RSN Bad Plays: Local Pro Sports Teams' Retro Pull Back To Broadcast TV?

Local professional sports leagues such as Major League Baseball, the NBA and the NHL -- desperate to find a quick remedy for what seems like an oncoming implosion around the financial health of regional sports networks -- are making "frenetic” phone calls to big local TV station groups to find ways to pull in needed revenue.

Nexstar Media Group, the biggest U.S. TV station group, has received many inquiries, now that regional sports networks (RSNs) are suddenly facing issues.

This follows moves by other TV station groups to bring back sports to broadcast airwaves.

Last year, E.W. Scripps Co. started up a Scripps Sports unit in the wake of what it sensed was trouble among the RSNs carried on cable, satellite, virtual and telco providers. Gray Television is also interested.



Almost immediately after Sinclair bought 19 Fox regional sports networks back in 2019 for just under $10 billion, its new Diamond Sports Group encountered huge issues in paying down its $8 billion debt.

This was accelerated when new virtual pay TV providers -- Hulu+Live TV, YouTube TV, and Sling TV -- rejected RSN deals due to ever-thinner profit margins -- conditions that worsened as cord-cutting by pay TV subscribers increased.

Although Diamond Sports immediately looked to shift gears and start up streaming networks, analysts worry that all this is too little, too late. To make things worse, there is a crunch in the streaming marketplace as consumers look to pare down their streaming apps.

Regional sports networks can typically cost $15 a month via legacy TV providers. That is on the extreme high end of what modern TV consumers can pay per month for an individual service. For example, Netflix standard service is priced at $15.49 a month.

And this week AT&T SportsNet, another RSN group, also voiced concerns about its financial stability.

Now, pro sports teams are turning to the possibility of over-the-air broadcast TV carriage, which has mostly been abandoned by local pro sports over the last couple of decades.

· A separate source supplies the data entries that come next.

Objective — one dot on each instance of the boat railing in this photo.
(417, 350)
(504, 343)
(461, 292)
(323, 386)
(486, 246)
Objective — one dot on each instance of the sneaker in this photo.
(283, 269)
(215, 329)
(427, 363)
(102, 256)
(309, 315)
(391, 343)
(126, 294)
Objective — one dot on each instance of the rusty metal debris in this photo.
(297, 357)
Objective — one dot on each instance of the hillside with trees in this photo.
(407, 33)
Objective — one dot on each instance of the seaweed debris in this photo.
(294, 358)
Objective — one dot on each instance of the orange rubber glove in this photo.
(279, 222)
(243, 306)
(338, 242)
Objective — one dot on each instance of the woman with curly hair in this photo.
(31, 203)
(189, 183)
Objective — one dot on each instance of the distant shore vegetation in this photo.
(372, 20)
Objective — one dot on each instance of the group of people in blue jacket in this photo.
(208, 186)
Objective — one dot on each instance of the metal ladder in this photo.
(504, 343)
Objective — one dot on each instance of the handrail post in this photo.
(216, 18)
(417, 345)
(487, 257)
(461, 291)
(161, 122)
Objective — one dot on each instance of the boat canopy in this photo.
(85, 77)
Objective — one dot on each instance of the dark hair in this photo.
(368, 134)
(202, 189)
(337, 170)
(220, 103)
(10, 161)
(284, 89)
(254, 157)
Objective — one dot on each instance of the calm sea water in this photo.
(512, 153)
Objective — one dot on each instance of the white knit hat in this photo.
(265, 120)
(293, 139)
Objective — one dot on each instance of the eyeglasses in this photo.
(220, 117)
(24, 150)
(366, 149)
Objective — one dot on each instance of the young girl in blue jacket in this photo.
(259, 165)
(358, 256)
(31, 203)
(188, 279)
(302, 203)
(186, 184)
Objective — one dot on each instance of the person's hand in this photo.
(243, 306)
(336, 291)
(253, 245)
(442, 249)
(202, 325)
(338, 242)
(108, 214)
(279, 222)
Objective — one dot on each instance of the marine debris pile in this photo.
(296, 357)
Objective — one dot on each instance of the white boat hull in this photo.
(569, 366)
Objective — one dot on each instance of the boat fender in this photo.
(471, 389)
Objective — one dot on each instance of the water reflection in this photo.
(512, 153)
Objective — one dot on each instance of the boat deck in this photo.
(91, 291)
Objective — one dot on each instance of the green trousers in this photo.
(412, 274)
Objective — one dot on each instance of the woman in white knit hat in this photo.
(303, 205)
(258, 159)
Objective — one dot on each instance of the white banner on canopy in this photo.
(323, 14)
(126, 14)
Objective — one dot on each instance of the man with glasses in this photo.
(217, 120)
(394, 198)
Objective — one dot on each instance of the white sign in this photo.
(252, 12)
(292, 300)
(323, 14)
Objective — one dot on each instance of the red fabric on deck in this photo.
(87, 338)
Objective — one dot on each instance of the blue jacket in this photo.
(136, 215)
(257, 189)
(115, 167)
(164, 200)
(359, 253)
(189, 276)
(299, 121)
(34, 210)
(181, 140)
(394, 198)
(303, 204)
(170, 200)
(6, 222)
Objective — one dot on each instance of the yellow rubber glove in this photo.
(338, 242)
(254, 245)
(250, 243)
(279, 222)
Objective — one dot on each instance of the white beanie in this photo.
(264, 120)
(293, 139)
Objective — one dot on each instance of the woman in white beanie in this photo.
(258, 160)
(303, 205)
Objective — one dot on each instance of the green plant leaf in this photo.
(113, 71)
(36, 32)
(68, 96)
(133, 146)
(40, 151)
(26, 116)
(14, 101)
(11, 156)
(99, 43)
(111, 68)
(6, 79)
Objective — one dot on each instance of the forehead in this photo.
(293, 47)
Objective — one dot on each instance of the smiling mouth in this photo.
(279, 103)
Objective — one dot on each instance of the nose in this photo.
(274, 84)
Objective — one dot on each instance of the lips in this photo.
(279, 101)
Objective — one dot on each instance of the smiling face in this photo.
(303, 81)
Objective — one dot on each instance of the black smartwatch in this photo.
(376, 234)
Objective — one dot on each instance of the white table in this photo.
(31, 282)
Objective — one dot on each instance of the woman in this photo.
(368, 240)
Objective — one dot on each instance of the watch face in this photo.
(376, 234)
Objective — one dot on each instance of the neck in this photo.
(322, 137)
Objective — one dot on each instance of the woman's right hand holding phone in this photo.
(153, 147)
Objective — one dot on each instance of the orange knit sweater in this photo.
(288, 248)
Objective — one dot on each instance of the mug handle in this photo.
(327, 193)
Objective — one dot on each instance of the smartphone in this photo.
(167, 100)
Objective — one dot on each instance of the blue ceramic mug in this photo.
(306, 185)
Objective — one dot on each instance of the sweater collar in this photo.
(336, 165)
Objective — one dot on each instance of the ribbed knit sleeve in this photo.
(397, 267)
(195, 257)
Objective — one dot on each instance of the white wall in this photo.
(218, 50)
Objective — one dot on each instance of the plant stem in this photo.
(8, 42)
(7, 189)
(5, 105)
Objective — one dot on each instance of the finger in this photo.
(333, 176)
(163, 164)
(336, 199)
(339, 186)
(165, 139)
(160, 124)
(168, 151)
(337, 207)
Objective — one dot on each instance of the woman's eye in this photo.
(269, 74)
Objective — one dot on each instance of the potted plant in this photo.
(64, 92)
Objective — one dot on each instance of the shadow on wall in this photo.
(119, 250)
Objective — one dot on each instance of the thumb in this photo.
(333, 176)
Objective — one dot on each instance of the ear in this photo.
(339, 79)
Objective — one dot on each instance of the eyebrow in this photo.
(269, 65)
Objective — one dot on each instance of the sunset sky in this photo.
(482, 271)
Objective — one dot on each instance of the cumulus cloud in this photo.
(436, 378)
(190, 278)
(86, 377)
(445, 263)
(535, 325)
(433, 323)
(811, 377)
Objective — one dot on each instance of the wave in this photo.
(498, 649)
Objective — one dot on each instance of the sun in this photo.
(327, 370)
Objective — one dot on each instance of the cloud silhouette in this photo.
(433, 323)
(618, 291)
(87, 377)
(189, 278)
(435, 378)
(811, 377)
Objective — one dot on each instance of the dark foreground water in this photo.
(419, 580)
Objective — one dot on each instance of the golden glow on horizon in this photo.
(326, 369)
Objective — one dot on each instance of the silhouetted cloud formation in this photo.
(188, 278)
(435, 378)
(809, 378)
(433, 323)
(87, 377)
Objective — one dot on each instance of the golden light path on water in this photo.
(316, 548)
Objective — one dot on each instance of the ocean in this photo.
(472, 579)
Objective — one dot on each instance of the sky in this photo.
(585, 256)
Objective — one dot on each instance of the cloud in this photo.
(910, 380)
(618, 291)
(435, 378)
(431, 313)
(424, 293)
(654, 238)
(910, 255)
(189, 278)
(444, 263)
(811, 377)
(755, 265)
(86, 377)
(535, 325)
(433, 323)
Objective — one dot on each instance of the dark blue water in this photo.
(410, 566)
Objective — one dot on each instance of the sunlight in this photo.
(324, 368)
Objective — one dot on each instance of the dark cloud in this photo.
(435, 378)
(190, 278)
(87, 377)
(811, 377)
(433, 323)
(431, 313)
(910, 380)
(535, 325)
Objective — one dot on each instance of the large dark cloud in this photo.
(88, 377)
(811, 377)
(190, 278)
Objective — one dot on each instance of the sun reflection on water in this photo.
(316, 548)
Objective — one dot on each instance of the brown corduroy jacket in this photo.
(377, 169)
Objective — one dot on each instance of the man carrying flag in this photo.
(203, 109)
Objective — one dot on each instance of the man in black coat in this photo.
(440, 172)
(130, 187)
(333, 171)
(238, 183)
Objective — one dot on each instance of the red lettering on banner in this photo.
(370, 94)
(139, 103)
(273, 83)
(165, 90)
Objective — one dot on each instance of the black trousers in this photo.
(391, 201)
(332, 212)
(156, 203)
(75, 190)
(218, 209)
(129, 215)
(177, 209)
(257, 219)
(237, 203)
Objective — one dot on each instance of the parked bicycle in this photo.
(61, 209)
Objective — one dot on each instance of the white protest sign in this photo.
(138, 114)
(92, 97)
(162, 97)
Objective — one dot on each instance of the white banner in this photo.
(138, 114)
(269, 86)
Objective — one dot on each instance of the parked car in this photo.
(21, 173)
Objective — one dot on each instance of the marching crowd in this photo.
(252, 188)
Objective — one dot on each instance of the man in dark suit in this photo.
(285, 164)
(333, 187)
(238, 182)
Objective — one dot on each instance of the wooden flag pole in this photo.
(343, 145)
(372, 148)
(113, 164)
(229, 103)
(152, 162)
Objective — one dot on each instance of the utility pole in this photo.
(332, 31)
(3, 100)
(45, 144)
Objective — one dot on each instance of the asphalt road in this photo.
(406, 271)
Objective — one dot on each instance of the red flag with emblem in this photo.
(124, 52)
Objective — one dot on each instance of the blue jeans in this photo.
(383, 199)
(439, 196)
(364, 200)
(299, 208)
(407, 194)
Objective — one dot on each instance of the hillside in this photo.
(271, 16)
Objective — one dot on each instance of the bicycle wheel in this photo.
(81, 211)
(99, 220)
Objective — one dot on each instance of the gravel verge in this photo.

Sports teams now hope to find some revenue -- although perhaps not nearly as much -- from over the air sports-rights carriage deals.

Unlike the separate “premium” fee that RSNs charge consumers, over the air TV stations are included in an overall pay TV monthly bill.

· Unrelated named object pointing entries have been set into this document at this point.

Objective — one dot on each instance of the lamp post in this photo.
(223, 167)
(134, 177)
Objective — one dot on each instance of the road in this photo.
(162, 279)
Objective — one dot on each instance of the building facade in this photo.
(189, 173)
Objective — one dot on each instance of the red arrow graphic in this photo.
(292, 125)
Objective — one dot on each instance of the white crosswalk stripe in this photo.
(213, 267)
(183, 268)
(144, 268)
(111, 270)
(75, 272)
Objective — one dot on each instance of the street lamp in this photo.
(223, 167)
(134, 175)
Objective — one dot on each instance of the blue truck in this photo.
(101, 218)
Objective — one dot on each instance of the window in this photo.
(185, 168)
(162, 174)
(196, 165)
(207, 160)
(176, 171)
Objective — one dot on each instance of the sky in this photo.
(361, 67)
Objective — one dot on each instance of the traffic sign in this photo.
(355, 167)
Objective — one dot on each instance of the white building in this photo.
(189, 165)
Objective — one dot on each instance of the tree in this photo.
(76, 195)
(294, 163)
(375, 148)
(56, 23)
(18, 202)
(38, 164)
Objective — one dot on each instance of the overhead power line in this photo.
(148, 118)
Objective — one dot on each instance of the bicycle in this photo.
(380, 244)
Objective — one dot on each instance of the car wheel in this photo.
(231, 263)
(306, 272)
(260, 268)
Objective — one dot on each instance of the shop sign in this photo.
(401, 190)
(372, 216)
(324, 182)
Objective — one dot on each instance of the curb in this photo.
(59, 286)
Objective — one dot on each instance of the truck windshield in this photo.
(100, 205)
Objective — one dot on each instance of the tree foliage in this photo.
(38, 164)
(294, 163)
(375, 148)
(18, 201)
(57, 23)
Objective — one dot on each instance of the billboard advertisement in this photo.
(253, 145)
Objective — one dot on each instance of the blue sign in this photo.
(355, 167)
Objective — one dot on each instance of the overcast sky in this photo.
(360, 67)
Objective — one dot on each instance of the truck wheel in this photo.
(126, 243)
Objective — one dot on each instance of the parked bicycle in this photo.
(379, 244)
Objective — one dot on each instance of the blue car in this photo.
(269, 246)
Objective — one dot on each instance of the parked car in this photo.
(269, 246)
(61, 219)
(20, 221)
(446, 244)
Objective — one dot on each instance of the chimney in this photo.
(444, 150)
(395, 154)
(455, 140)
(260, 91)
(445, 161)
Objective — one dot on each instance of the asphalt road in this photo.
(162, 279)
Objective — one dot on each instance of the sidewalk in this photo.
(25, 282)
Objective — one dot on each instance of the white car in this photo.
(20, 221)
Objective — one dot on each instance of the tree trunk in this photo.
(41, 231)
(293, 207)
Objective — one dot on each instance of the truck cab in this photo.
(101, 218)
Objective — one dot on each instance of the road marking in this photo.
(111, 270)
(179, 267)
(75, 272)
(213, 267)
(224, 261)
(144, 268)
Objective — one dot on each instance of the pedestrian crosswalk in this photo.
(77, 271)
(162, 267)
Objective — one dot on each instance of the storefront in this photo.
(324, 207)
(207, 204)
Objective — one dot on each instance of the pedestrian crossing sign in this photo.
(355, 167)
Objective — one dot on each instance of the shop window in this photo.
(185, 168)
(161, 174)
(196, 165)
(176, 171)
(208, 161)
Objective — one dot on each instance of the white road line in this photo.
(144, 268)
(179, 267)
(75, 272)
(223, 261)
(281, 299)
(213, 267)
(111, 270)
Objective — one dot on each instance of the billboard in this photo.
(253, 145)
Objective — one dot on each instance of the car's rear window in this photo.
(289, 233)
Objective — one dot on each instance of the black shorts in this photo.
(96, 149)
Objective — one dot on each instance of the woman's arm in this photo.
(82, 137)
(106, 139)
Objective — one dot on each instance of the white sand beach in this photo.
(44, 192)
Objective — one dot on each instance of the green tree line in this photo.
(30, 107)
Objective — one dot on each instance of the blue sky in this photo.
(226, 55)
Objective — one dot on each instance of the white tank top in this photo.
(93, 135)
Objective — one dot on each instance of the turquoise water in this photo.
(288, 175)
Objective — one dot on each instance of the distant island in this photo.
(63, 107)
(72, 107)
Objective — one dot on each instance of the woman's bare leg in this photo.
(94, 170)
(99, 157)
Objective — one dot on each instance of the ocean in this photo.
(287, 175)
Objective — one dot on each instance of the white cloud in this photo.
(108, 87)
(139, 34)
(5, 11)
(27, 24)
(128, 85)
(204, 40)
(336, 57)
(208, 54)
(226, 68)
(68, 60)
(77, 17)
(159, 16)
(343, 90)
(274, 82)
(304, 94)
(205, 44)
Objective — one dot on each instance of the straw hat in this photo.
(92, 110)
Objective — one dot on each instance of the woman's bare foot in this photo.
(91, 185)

Revenues might not yield the same results for a particular team, but Nexstar Media Group CEO Perry Sook says there is potential upside. During an earnings call with analysts on Tuesday, he said the benefit of local broadcast is that it has a “much larger” potential audience than pay TV.

What's that potential? Why, advertising revenue, of course. All this might make it somewhat easier for sports-focused, TV-minded advertisers to find their way to place more media dollars back into local TV.

Local TV -- already seeing more weak periods of “core” advertising revenue -- would like that very much.